1) Fictional Story of Model Structure
By Paul Wussow

After a derailment along the Wolf Creek branch of the Great Northern Railroad a boxcar was left on the side of the tracks, the trucks, couplers and braking gear having been destroyed or removed by the railroad. After it was determined to be too old and damaged for repair the car was abandoned along the branch line.  A local character from up in the woods outside of town, known as “Black Jack” took a liking to the old car and thought he could put it to use.  After splitting and planning large diameter log to serve as a bar he proceeded to gather a few grocery crates as stools. Soon Black Jack opened the boxcar doors and he was in business selling local moonshine of his own making. Some of his patrons with ax and saw helped cut windows into the sides of the car. Later, as the bugs were getting healthy, Jack cut a hole for a 36" wooden screen door into the side of the car facing the road and closed the old boxcar doors. This was good for the patrons and also for the bugs, many of which have been seen in drunken flight after a visiting, and taking a bite out of one of the patrons of, the old boxcar. The rear boxcar door, when opened, still provided a convenient location to dispose of trash.

As the chill of fall turned the leaves to gold and then brown, the local bar flies started to complain about the cold drafts, not from the keg, but from the front door each time it was opened.

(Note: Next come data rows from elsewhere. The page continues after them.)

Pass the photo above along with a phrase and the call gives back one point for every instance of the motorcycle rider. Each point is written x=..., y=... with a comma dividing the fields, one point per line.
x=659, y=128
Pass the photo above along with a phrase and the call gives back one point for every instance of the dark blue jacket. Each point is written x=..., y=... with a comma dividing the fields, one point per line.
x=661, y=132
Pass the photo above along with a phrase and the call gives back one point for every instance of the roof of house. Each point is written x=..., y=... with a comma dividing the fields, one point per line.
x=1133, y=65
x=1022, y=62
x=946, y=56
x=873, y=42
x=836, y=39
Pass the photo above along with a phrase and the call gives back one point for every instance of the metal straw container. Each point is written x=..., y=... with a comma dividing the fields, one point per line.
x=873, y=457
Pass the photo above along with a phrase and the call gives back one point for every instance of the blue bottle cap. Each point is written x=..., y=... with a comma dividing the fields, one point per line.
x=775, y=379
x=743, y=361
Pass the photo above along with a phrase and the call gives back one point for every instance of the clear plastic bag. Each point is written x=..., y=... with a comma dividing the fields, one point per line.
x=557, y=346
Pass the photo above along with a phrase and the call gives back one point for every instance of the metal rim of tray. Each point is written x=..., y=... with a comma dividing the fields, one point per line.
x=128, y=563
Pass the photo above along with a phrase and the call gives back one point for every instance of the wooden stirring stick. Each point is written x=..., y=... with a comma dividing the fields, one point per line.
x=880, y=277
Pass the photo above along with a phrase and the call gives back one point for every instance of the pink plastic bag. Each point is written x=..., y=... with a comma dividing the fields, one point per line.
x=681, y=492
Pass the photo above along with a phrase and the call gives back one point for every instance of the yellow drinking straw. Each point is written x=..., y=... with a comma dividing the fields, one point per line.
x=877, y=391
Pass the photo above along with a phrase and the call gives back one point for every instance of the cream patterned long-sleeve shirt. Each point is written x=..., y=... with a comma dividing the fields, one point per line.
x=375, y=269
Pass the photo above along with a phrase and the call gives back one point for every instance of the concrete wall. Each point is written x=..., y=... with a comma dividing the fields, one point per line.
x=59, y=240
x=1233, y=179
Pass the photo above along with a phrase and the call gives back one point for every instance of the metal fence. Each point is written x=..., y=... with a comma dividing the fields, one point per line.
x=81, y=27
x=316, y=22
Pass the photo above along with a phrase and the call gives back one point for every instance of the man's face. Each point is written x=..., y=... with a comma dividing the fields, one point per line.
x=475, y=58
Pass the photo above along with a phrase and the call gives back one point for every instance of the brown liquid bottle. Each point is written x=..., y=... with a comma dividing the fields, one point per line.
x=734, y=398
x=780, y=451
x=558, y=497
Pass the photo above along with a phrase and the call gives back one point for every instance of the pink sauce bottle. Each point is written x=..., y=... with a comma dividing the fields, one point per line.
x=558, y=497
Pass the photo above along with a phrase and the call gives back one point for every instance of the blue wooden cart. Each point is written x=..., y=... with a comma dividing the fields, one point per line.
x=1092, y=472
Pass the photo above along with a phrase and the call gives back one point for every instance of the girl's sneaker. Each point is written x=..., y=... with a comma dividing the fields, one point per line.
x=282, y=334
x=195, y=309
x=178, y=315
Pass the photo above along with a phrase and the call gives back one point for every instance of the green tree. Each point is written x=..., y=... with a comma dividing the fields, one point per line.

After a few weeks of these gripes, and lots of 3-7-77 bar whiskey, Jack persuaded the regulars to construct an entryway from parts of an old house that was being ripped down back in the town of Wolf Creek. So, with saws, hammers and bottles in hand, the current entryway was constructed.

This watering hole has received very little maintenance, although, the sporting element of Great Falls does grease the bar regularly. Jack continues to supply their needs with his 3-7-77 from somewhere up Sheep Gulch and each year more fishermen gather to tell their fish stories. The Whiskey labeled “3-7-77” was the number pinned on road agents that were hung by Vigilantes and is said to indicate the dimensions of a grave. Three feet wide, seven feet deep, and seventy seven inches long. However the only holes in the area of Black Jacks are from his outhouse that has been dumped over many times by rowdy groups of sportsmen, many times with a friend inside.  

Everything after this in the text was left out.